Thanks, yeah, I wasn't aware of the fst crate or that particular blog post of yours it's based on. Looks really useful for this use case indeed. I had looked into prefix trees/tries but deserializing them at runtime turned out too slow, at least in the naive ways.

1 Like

Yes, the fst crate uses an in-memory representation that is equivalent to its serialization format. So deserialization is effectively free.

3 Likes

You couldn't find anything offline not because that problem doesn't exist but because both problem and solution are just so old. 20 or 30 years ago it was so well-know even just technical paper that just explains how dynamic libraries work discussed it and has a solution in attachment. And tools that were development back then usually use indexes into string.

But later… computers have become more powerful and people forgot about these tricks.

Surprisingly enough I never had a need to deal with this in Rust yet, but in C++ I just used string and parallel array of int's — indexes into a string. This works fine if your strings are long enough.

No, it wouldn't. If you look on the benchmarks you'll find out that strings in question are both extra short and variable in size. And there are millions of them.

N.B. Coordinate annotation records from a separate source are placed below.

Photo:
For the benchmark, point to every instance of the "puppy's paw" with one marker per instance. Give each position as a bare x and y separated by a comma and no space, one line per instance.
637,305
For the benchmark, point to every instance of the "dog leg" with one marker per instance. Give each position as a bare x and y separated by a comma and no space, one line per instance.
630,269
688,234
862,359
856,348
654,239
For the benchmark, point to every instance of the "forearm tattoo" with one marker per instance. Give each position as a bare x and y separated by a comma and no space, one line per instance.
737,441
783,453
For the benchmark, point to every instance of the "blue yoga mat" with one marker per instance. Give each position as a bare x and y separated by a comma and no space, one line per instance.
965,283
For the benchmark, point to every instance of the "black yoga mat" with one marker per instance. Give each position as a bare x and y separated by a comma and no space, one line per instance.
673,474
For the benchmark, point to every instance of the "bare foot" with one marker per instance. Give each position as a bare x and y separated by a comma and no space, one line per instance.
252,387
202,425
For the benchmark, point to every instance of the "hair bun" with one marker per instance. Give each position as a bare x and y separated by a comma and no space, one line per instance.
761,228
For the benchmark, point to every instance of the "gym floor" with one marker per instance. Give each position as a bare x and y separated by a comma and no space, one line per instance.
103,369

This is just too much of specialized case:

  • because strings are extra-short any attempts to add indexes or something like this would work badly with caches, you just wouldn't have enough time to offset overhead for indexes.
  • and because they are still strings and variably-sized you couldn't just use fixed-length string array.

That's probably also why it wasn't already implemented by someone: requirements are extremely peculiar and if change them just a bit, then suddenly many other solutions are becoming suitable.

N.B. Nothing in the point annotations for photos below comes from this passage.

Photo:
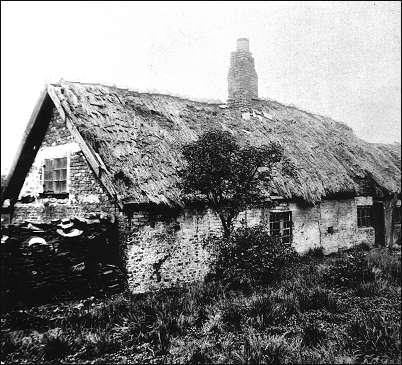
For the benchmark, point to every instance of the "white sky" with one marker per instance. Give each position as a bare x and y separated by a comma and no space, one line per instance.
340,59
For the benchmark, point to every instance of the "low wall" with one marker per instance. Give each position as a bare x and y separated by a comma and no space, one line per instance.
167,250
59,268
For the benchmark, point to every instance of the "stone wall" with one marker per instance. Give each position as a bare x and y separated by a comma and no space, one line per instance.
39,265
167,250
85,192
242,77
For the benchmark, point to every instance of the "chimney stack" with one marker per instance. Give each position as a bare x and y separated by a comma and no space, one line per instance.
242,77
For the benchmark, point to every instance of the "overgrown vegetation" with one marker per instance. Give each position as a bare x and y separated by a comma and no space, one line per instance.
339,309
230,177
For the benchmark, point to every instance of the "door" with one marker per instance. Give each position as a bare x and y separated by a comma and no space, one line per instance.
378,222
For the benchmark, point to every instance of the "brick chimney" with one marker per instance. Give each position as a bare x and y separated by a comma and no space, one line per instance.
242,77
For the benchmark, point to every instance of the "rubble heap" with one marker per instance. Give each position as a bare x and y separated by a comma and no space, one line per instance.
59,260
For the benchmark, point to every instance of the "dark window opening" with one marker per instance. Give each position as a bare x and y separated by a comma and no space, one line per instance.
55,176
364,214
280,225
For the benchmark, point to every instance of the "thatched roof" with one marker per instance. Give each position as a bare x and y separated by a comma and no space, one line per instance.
138,136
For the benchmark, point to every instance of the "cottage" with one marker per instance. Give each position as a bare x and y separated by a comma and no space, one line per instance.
95,148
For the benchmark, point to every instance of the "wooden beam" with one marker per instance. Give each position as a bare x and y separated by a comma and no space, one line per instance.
95,162
28,148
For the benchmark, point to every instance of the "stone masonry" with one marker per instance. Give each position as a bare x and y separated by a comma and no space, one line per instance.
242,77
167,251
85,193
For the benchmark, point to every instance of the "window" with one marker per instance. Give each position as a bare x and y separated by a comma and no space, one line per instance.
396,215
280,224
55,175
364,215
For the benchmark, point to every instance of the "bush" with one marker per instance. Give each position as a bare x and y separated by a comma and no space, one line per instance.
251,257
390,265
317,298
348,271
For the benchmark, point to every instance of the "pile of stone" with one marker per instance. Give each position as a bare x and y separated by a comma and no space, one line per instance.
58,260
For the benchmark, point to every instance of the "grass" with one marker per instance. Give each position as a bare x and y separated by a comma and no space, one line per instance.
341,309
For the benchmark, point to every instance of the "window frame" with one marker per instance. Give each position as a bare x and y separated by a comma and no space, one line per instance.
364,216
283,222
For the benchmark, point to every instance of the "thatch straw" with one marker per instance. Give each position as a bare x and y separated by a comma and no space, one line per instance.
139,135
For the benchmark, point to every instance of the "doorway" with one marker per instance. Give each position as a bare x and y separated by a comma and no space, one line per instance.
379,223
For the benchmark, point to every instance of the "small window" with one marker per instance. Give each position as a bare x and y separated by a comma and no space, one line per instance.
364,215
280,224
55,175
396,215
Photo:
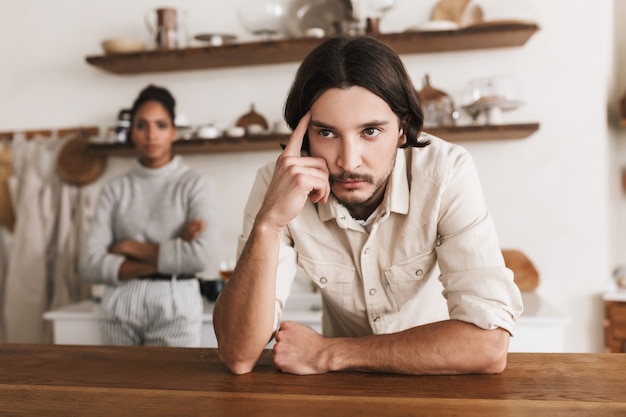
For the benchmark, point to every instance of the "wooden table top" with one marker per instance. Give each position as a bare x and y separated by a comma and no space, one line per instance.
62,380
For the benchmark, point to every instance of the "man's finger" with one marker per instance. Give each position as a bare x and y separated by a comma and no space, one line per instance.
295,140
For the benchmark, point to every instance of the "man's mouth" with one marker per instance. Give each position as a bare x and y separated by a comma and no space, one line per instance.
349,181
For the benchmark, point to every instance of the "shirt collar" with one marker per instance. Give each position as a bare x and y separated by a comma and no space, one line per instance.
396,198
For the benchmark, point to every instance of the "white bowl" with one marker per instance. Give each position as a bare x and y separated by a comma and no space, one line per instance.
122,46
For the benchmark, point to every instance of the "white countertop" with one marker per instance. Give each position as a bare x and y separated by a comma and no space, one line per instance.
307,308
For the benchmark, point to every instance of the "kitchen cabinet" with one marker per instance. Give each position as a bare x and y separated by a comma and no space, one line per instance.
615,321
482,36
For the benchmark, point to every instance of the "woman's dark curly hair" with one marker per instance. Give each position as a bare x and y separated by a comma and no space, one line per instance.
154,93
363,61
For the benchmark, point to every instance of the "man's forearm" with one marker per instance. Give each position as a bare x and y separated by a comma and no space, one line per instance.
447,347
244,312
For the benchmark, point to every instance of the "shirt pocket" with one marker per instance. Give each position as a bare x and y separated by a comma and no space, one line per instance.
406,278
335,281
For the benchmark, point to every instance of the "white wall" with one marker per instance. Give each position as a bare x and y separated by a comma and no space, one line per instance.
551,195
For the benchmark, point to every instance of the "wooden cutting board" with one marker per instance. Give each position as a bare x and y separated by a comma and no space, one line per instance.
455,11
524,272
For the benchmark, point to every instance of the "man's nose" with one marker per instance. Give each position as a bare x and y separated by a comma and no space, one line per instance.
349,158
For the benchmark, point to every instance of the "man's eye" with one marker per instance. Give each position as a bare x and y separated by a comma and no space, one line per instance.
371,131
326,133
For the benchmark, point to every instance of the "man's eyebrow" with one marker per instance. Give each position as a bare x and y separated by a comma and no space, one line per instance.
323,125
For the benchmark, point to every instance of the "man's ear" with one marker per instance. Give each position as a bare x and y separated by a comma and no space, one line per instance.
402,134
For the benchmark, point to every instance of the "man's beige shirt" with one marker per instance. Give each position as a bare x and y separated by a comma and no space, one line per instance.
432,252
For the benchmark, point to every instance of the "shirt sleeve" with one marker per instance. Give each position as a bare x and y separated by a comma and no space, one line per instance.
477,285
96,264
177,256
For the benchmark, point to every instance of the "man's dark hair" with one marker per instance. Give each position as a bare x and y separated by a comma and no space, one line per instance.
363,61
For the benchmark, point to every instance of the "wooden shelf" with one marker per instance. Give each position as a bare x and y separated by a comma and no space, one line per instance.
272,142
492,35
475,133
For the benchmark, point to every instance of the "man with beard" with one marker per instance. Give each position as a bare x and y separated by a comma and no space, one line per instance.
390,224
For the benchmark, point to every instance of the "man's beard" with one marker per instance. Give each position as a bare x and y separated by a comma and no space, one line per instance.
357,203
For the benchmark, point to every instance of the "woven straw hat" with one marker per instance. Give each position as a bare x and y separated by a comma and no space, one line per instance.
76,164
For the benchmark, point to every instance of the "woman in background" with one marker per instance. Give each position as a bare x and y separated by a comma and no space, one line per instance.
153,230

But for this particular set of requirements it's hard to imagine better solution. Which makes the rest of discussion a moot point unfortunately: while this is near-perfect solution for the task at hand it's also so extremely niche that chances that someone else would both need it and also would be able to find it when needed are approaching zero.

7 Likes

You might be able to run a little faster using an interpolation search. This runs in O(log log n) time in the average case, assuming that keys are roughly uniformly distributed (which I think isn't the worst possible assumption for a dictionary).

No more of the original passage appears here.